Pemkot Mataram: Produksi Ikan Berkurang akibat Kemarau

id Pasokan ikan berkurang

Pemkot Mataram: Produksi Ikan Berkurang akibat Kemarau

Ilustrasi - Ikan air tawar (Ist)

Pada sejumlah pasar tradisional seperti Pasar Kebon Roek, Ampenan dan Dasan Agung, tidak tampak adanya ikan nila, kakap dan gurami
Mataram,  (Antara) - Dinas Pertanian Kelautan dan Perikanan Pemerintah Kota (Pemkot) Mataram, Nusa Tenggara Barat, menyatakan produksi ikan air tawar seperti nila, karper dan gurami berkurang menyusul datangnya musim kemarau yang mengakibatkan banyak kolam petani kering.

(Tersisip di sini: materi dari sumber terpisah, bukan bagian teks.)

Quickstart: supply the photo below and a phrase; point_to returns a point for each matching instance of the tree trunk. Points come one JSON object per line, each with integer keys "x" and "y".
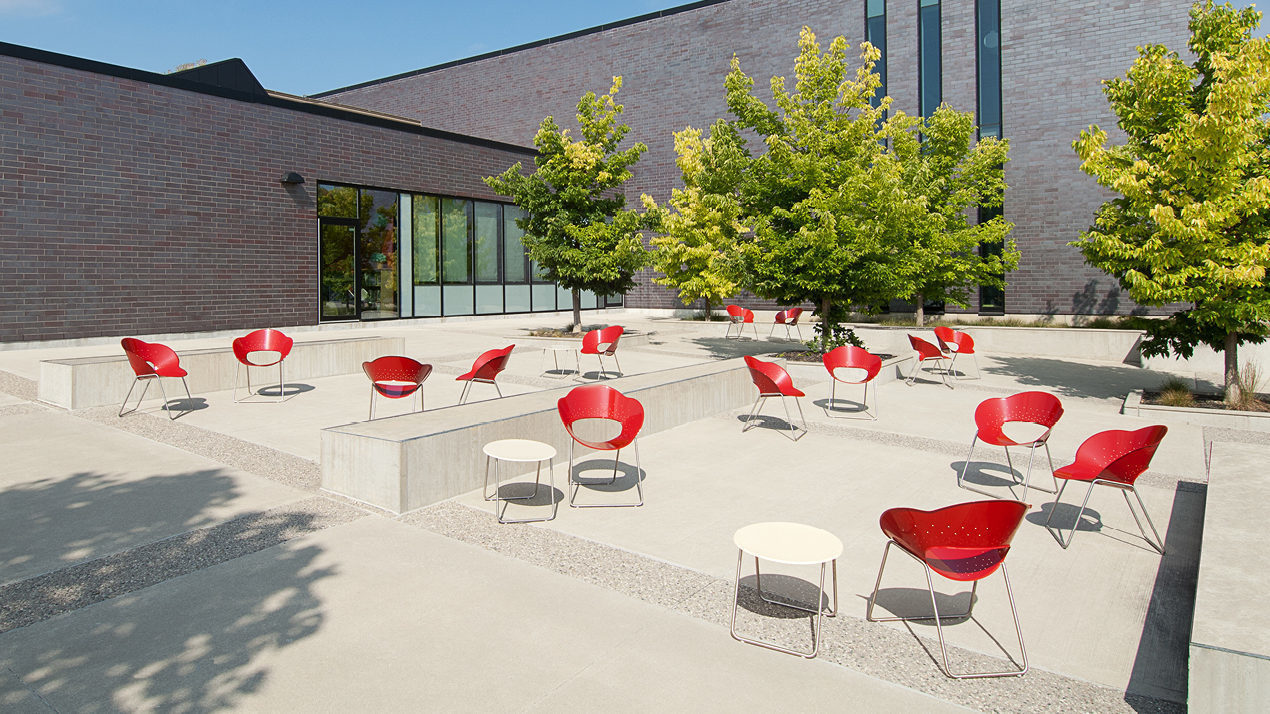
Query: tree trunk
{"x": 1232, "y": 367}
{"x": 826, "y": 324}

Kepala Dinas Pertanian Kelautan dan Perikanan Kota Mataram, H Mutawalli di Mataram, Jumat, menyatakan hal itu menanggapi berkurangnya pasokan ikan khususnya nila pada sejumlah pasar tradisional di daerah itu, padahal ikan nila cukup digemari masyarakat Kota Mataram.

Dari pantauan Antara di Mataram, Jumat, sejumlah pasar tradisional seperti Pasar Kebon Roek, Ampenan dan Dasan Agung, tidak tampak adanya ikan nila, kakap dan gurami.

Walaupun ada yang dijual, namun ukurannya masih kecil-kecil yakni ukuran tujuh hingga delapan ekor jadi satu kilogram. Padahal, sebelumnya satu kilogram hanya berisi dua atau tiga ekor saja. Sementara harga jual berkisar antara Rp22.000 per kilogram hingga Rp24.000 per kilogram.

Mutawalli mengatakan daerah lingkar utara Mataram seperti di Rembiga, Gegutu dan Sayang-Sayang sudah dikembangkan untuk sentra budi daya ikan nila, karper dan gurami dan kini pertumbuhannya cukup mengembirakan.

"Dengan adanya budi daya ikan nila, karper dan gurami tersebut rumah makan atau lesehan kini tumbuh berkembag dan banyak dikunjungi pembeli," katanya.

Menurut Mutawalli, budi daya ikan air tawar seperti nila, karper dan lele akan kembali normal saat musim penghujan yang diperkirakan sekitar Desember 2014.

Dengan adanya budi daya ikan air tawar tersebut konsumsi ikan di daerah ini cukup mengembirakan dan sekarang telah mencapai 10 kilogram per kapita per tahun.

Sementara itu, budi daya ikan lele dilakukan di jalur lingkar selatan Kota Mataram. Saat ini sudah berkembang pesat, dari semula hanya satu kelompok kini menjadi puluhan kelompok petani.

"Budi daya ikan lele tidak hanya oleh kelompok masyarakat, namun juga para remaja dan siswa dan mahasiswa terutama yang tergabung dalam Mahasiwa Pencinta Alam (Mapala) Universitas Mataram (Unram)," katanya.

Walaupun perkembangannya cukup pesat, tapi masih belum bisa menenuhi permintaan pasar dimana setiap harinya dibutuhkan sekitar 200 kilogram karena yang bisa dipenuhi baru 150 kilogram.

"Para pedagang langsung datang untuk membeli lele yang akan dipasarkan ke Lingkar Selatan, kemudian ikan lele tersebut dijual ke pasar tradisional seperti pasar Kebon Roek, Ampenan dan Pasar Dasang Agung dengan harga Rp20.000 per kilogram," jelasnya.